By GoldSparrow in Botnets

How would you proceed if you come across an application on the Google Play Store that offers to send you a free pair of high-end shoes, or coupons, event tickets, and even expensive denture procedures in exchange for downloading it on your device and filling personal details? It sounds like it is too good to be true, right? Indeed, it was all just a front for an advertising fraud botnet that was named TERRACOTTA by the researchers at White Ops' Satori Threat Intelligence & Research team who discovered it. 

Users were actually downloading and installing malware on their devices instead of simply waiting for 14 days and getting their promised free rewards. The average user wouldn't have noticed it, however, as TERRACOTTA doesn't behave advertisements. The corrupted application didn't report to be advertisement-supported on the Google play store, either. So, how are the hackers behind TERRACOTTA generating monetary gains?

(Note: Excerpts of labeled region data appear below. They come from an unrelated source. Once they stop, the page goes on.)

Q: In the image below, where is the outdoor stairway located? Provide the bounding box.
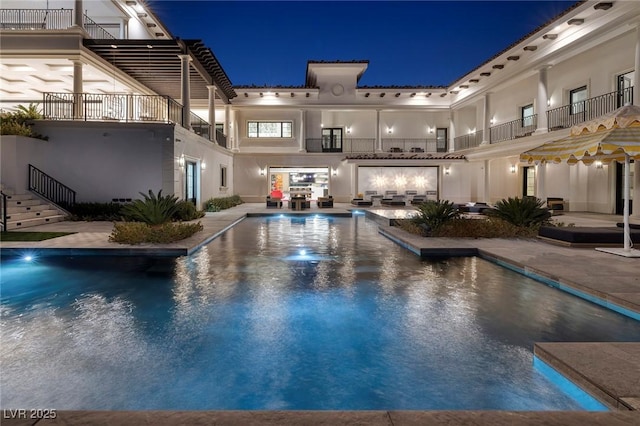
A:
[2,189,67,231]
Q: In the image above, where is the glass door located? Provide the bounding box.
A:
[185,161,196,205]
[322,128,342,152]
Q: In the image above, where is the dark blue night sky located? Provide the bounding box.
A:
[149,0,577,86]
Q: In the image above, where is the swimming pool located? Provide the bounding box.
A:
[0,216,640,410]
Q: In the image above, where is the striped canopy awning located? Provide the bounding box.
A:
[520,105,640,164]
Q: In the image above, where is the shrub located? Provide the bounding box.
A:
[0,104,49,140]
[67,203,122,221]
[411,200,459,232]
[173,200,204,221]
[109,222,203,244]
[204,195,243,212]
[122,190,178,225]
[487,197,551,228]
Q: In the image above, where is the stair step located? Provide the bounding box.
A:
[7,214,65,230]
[7,206,60,222]
[7,204,51,215]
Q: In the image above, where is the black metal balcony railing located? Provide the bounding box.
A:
[0,9,73,30]
[83,15,116,40]
[453,130,482,151]
[547,87,633,131]
[489,114,538,143]
[29,164,76,209]
[43,93,182,124]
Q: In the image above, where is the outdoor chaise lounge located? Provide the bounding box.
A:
[317,195,333,209]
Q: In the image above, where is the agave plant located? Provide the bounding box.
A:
[413,200,459,231]
[487,197,551,227]
[121,190,178,225]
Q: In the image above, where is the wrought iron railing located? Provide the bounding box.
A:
[42,93,182,124]
[381,138,438,152]
[216,129,227,148]
[0,9,73,30]
[453,130,482,151]
[547,87,633,131]
[29,164,76,209]
[489,114,538,143]
[83,15,115,40]
[0,191,7,232]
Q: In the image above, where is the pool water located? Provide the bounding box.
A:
[0,216,640,410]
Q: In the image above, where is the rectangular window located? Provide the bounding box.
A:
[247,121,293,138]
[520,104,533,127]
[220,166,227,188]
[569,86,587,115]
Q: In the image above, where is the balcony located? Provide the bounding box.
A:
[547,87,633,131]
[0,9,115,39]
[453,130,482,151]
[42,93,227,148]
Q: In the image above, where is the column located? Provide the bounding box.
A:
[298,109,307,152]
[449,111,456,152]
[207,85,218,144]
[72,0,84,28]
[375,109,382,152]
[178,55,191,130]
[481,93,491,145]
[536,163,547,203]
[72,59,84,118]
[631,160,640,219]
[633,25,640,105]
[535,65,549,133]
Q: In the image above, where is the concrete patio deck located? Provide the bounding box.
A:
[0,203,640,426]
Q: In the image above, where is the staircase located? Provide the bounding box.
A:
[2,188,67,231]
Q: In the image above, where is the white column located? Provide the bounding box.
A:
[178,55,191,130]
[633,25,640,106]
[535,66,549,133]
[73,0,84,28]
[72,59,84,118]
[449,111,456,152]
[481,160,491,203]
[631,160,640,219]
[376,109,382,152]
[482,93,491,145]
[536,163,547,203]
[298,109,307,152]
[207,85,218,143]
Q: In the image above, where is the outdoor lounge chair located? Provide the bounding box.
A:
[317,195,333,209]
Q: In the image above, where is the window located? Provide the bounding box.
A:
[247,121,293,138]
[520,104,533,127]
[569,86,587,115]
[220,166,227,188]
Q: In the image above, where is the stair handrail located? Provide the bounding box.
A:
[0,191,9,232]
[29,164,76,211]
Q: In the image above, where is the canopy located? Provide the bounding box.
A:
[520,105,640,164]
[520,105,640,257]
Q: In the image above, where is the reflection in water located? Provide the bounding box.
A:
[0,217,640,410]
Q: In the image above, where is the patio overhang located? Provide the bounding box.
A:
[83,39,236,102]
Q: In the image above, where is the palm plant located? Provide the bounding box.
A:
[412,200,459,232]
[122,190,178,225]
[487,197,551,228]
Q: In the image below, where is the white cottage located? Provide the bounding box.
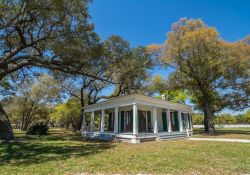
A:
[81,94,192,143]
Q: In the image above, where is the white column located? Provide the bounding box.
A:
[178,111,183,132]
[188,113,193,131]
[167,109,172,132]
[114,107,118,134]
[90,111,95,131]
[100,109,105,132]
[153,107,158,134]
[133,104,138,135]
[82,112,85,131]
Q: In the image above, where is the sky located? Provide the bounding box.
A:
[89,0,250,113]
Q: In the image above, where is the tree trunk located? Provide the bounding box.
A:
[0,104,14,141]
[203,105,215,134]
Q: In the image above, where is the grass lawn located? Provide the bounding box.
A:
[193,128,250,140]
[0,129,250,175]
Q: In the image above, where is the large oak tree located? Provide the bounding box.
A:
[162,19,250,133]
[0,0,109,139]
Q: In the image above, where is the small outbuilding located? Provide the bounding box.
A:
[81,94,192,143]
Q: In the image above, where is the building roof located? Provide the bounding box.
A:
[83,94,192,112]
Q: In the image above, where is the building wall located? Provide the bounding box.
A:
[156,108,163,132]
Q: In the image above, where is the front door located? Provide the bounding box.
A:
[170,111,179,131]
[162,112,168,131]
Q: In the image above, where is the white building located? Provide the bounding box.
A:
[82,94,192,143]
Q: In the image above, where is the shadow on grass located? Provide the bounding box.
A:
[0,132,115,165]
[194,128,250,136]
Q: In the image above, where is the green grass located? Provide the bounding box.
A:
[194,128,250,139]
[0,130,250,175]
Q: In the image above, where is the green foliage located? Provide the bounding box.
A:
[214,114,237,125]
[243,109,250,124]
[4,74,61,130]
[149,75,187,104]
[162,19,250,133]
[50,98,81,130]
[27,121,49,135]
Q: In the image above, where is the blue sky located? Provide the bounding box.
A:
[90,0,250,113]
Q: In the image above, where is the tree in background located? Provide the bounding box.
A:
[5,74,61,131]
[55,36,153,130]
[0,0,116,139]
[149,75,187,104]
[162,19,250,134]
[50,98,81,131]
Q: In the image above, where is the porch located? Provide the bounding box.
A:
[82,94,192,143]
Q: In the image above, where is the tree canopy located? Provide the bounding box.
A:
[162,19,250,133]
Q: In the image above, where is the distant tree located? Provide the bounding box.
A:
[0,0,114,138]
[50,98,81,131]
[243,109,250,124]
[5,74,61,131]
[162,19,250,134]
[149,75,187,104]
[57,36,153,130]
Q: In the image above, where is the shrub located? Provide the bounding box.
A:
[214,114,237,125]
[27,122,49,135]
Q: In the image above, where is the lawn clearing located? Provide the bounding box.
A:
[0,129,250,175]
[193,127,250,140]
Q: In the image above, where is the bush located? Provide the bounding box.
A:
[27,122,49,135]
[214,114,237,125]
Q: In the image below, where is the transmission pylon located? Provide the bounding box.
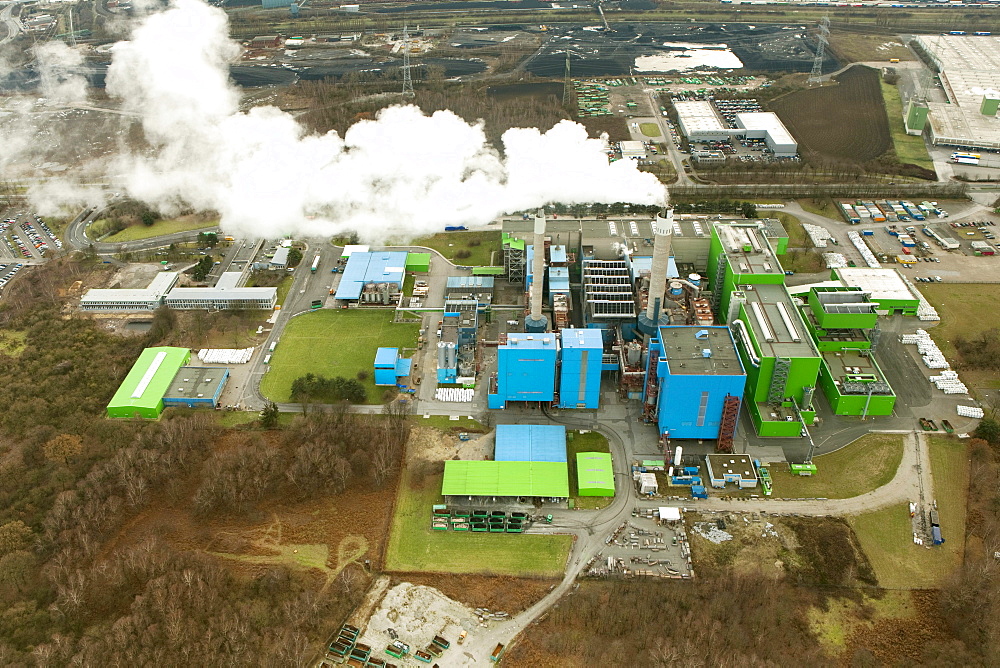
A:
[403,23,413,97]
[808,16,830,85]
[563,49,573,108]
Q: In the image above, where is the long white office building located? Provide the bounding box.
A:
[80,271,180,312]
[80,271,278,312]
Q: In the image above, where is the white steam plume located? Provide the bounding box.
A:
[99,0,665,241]
[34,42,88,105]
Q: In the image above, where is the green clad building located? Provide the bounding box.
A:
[802,287,896,417]
[441,460,569,502]
[108,347,191,420]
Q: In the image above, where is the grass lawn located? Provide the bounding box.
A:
[920,283,1000,387]
[880,79,934,171]
[795,197,843,220]
[385,471,573,577]
[260,309,419,404]
[771,434,909,500]
[411,232,501,267]
[639,123,661,137]
[566,431,614,510]
[766,211,813,248]
[848,437,969,589]
[95,220,219,244]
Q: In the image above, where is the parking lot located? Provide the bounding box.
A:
[583,508,694,579]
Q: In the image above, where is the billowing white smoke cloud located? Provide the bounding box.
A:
[35,42,88,105]
[101,0,664,241]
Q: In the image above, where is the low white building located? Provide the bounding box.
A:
[674,100,732,141]
[80,271,180,312]
[736,111,799,158]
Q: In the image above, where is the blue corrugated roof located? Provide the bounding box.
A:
[549,267,569,294]
[447,276,493,290]
[562,329,604,350]
[507,332,556,348]
[375,348,399,367]
[493,424,566,462]
[334,251,406,299]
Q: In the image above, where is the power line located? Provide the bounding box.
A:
[403,23,414,97]
[808,16,830,85]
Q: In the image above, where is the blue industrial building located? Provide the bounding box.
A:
[334,251,406,301]
[493,424,567,462]
[487,333,559,408]
[375,348,413,386]
[558,329,604,408]
[643,326,746,439]
[163,366,229,408]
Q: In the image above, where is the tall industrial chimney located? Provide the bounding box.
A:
[524,209,549,332]
[639,209,674,336]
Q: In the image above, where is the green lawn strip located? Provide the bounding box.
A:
[639,123,661,137]
[770,434,903,499]
[880,80,934,170]
[99,220,219,244]
[386,471,572,577]
[410,231,500,267]
[260,309,419,404]
[848,437,969,589]
[566,431,617,510]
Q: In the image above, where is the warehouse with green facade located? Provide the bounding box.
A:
[108,347,191,420]
[801,287,896,417]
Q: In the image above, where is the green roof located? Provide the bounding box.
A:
[406,253,431,271]
[108,347,191,417]
[576,452,615,496]
[472,267,507,276]
[441,460,569,499]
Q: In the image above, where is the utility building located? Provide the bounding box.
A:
[729,283,820,438]
[802,287,896,417]
[375,348,413,386]
[163,366,229,408]
[644,326,746,444]
[493,424,566,462]
[487,333,559,408]
[558,329,604,408]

TERRACOTTA Shows Intimate Knowledge of the Advertising Ecosystem

The payload distributed by the corrupted applications is a customized Android browser that comes equipped with a control module written in the React Native development framework. Once executed, it starts generating fraudulent advertising impressions and sells them into the programmatic advertisement ecosystem. All of the fraudulent activity is being carried out in the infected device's background without ever alerting the user. The hackers' goal behind TERRACOTTA was not to target individual victims but to defraud advertisers on a bigger scale. In just a couple of months, TERRACOTTA had managed to infect 65,000 devices, spoof 5,500 different applications, and generate 2.4 billion advertisement bid requests.

Such fake numbers could be easily detected if TERRACOTTA didn't come equipped with several sophisticated techniques to help it in its criminal endeavors. For example, TERRACOTTA uses false representation for the traffic it generates by spoofing other legitimate applications. To avoid detection, it leverages its Android Web View to render the advertisements allowing the malware to modify certain technical parameters used for application verification. Furthermore, it avoids being caught by application-ads.txt, an industry-wide standard, by only spoofing legitimate applications that have are not a part of application-ads.txt. One of TERRACOTTA's more sophisticated features is its ability to evade tag-detection by suppressing content from advertisement-verification domains by using a technique similar to advertisement-blocking.

To make its advertisement impressions seem as real as possible, TERRACOTTA is designed to ensure variance by hiding the fact that the traffic it generates is all based on Chromium version 80 and instead simulates several different Chromium versions. It also controls the click-through rate of the advertisement impressions and the exact place that the click or tap was registered in the advertisement.

What the TERRACOTTA campaign demonstrates once again is the effectiveness of promising free products as there are always people willing to ignore their common sense in the hopes of getting free stuff.